II

The Mansfield
Industry continues to proliferate. Frances Wilson, in a
recent NYRB review of Claire Harman’s All Sorts of
Lives: Katherine Mansfield and the Art of Risking
Everything (from which the following information was
largely gathered), wrote that Kathleen Beauchamp was “a
shapeshifter with as many selves as Stendhal.”
In a
journal entry after she had adopted the name Katherine
Mansfield, she scoffed at Polonius’ meretricious advice in
Hamlet – “True to oneself! Which self? Which of my many
… hundreds of selves? For what with complexes and
suppressions and reactions and vibrations and reflections –
there are moments when I feel I am nothing but a small clerk
of some hotel who has all his work cut out to enter the
names and hand the keys to the wilful guests.”
AR Orage,
the editor of The New Ag in which many of her short
stories first appeared, noted her “rapid and
disconcerting” mood swings – “A laughing joyous moment
would suddenly turn through some inadequate remark into
biting anger … Her great delight was a game she played of
being someone else … She would act the part completely
until she even got herself mixed up as to who and what she
was.”
George Bowden, Mansfield’s first husband, said
she resembled Oscar Wilde when draped in her flamboyant
scarf in a sartorial affectation shared by such
contemporaries as Wyndham Lewis and Ezra Pound.

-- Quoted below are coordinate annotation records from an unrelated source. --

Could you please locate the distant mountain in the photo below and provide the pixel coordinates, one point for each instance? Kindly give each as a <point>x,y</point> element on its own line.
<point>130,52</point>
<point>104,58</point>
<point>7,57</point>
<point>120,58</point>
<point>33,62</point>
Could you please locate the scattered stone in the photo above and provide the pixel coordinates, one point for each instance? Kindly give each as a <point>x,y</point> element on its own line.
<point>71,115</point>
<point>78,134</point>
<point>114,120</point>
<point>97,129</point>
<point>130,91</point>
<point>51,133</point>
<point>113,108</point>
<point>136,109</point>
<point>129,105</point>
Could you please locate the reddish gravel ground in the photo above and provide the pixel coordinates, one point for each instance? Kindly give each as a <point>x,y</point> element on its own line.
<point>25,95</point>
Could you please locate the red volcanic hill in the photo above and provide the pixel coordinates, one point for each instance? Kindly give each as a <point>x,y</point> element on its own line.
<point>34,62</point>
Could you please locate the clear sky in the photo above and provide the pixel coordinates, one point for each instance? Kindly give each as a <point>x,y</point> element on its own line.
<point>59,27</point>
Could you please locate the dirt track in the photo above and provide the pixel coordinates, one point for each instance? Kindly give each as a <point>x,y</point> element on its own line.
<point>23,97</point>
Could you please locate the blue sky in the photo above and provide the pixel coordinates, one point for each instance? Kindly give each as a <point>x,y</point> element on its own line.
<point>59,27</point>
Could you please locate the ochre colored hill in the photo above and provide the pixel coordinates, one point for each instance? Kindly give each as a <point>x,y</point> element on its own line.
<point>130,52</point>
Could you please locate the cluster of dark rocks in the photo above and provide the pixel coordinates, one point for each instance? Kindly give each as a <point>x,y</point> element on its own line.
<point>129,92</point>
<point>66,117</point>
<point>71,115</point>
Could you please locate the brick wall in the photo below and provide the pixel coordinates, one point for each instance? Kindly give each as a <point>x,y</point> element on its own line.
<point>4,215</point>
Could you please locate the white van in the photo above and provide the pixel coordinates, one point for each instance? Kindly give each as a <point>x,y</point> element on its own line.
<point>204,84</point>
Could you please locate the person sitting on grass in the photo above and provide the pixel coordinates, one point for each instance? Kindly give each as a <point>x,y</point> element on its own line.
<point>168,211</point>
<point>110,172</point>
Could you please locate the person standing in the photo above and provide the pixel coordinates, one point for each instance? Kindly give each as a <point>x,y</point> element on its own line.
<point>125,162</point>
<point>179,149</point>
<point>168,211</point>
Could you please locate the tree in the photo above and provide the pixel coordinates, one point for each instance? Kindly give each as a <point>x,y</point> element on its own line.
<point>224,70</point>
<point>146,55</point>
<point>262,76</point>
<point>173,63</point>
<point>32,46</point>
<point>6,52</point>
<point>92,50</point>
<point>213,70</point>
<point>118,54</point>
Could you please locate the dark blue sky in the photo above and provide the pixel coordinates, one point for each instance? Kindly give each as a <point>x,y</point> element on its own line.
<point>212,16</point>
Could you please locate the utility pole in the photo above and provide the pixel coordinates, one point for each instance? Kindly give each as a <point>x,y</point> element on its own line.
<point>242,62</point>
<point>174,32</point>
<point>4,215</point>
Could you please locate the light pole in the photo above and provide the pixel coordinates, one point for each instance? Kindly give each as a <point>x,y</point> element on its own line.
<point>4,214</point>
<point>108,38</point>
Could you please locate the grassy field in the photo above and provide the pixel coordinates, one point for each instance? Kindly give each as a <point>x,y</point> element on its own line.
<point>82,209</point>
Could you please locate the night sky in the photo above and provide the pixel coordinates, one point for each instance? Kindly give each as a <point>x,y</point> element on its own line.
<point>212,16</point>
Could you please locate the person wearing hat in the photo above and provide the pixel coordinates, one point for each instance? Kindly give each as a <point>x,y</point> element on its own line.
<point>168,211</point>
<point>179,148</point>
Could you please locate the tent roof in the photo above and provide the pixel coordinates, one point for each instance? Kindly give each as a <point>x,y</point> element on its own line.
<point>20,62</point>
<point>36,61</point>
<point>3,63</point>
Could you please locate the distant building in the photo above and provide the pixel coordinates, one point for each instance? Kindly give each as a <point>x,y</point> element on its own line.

With the
willing assistance of her second husband, John Middleton
Murry, a self-serving, sex-fearing sentimentalist, she went
on to create the character he described as the “perfectly
exquisite, perfectly simple human being.”
Despite their
hectic, homeless, and infantilising union, it was this
mawkishly sanctified persona whom Murry promoted after
Mansfield’s death from tuberculosis at the age of
thirty-four. She died in January, 1923, having haemorrhaged
after running up a flight of stairs at Gurdjieff’s
Institute for the Harmonious Development of Man in
Fontainebleau.
Despite (or perhaps because) she married
the asexual Mury largely as a matter of convenience,
Mansfield was intensely disliked by the Bloomsbury group.
When Virginia Woolf first met Mansfield she was “a little
shocked” by her lines, “so hard and cheap,” and her
musky odour resembling a “civet cat that had taken to
street walking.” Lytton Strachey described her as a
“foul-mouthed, virulent, brazen-faced broomstick of a
creature” with an “ugly impassive mask of a
face.”
Many others commented on the mask, another
literary affectation borrowed from Wilde, whose work
Mansfield had eagerly consumed as a teenager. “Give a man
a mask and he will tell you the truth,” wrote Wilde.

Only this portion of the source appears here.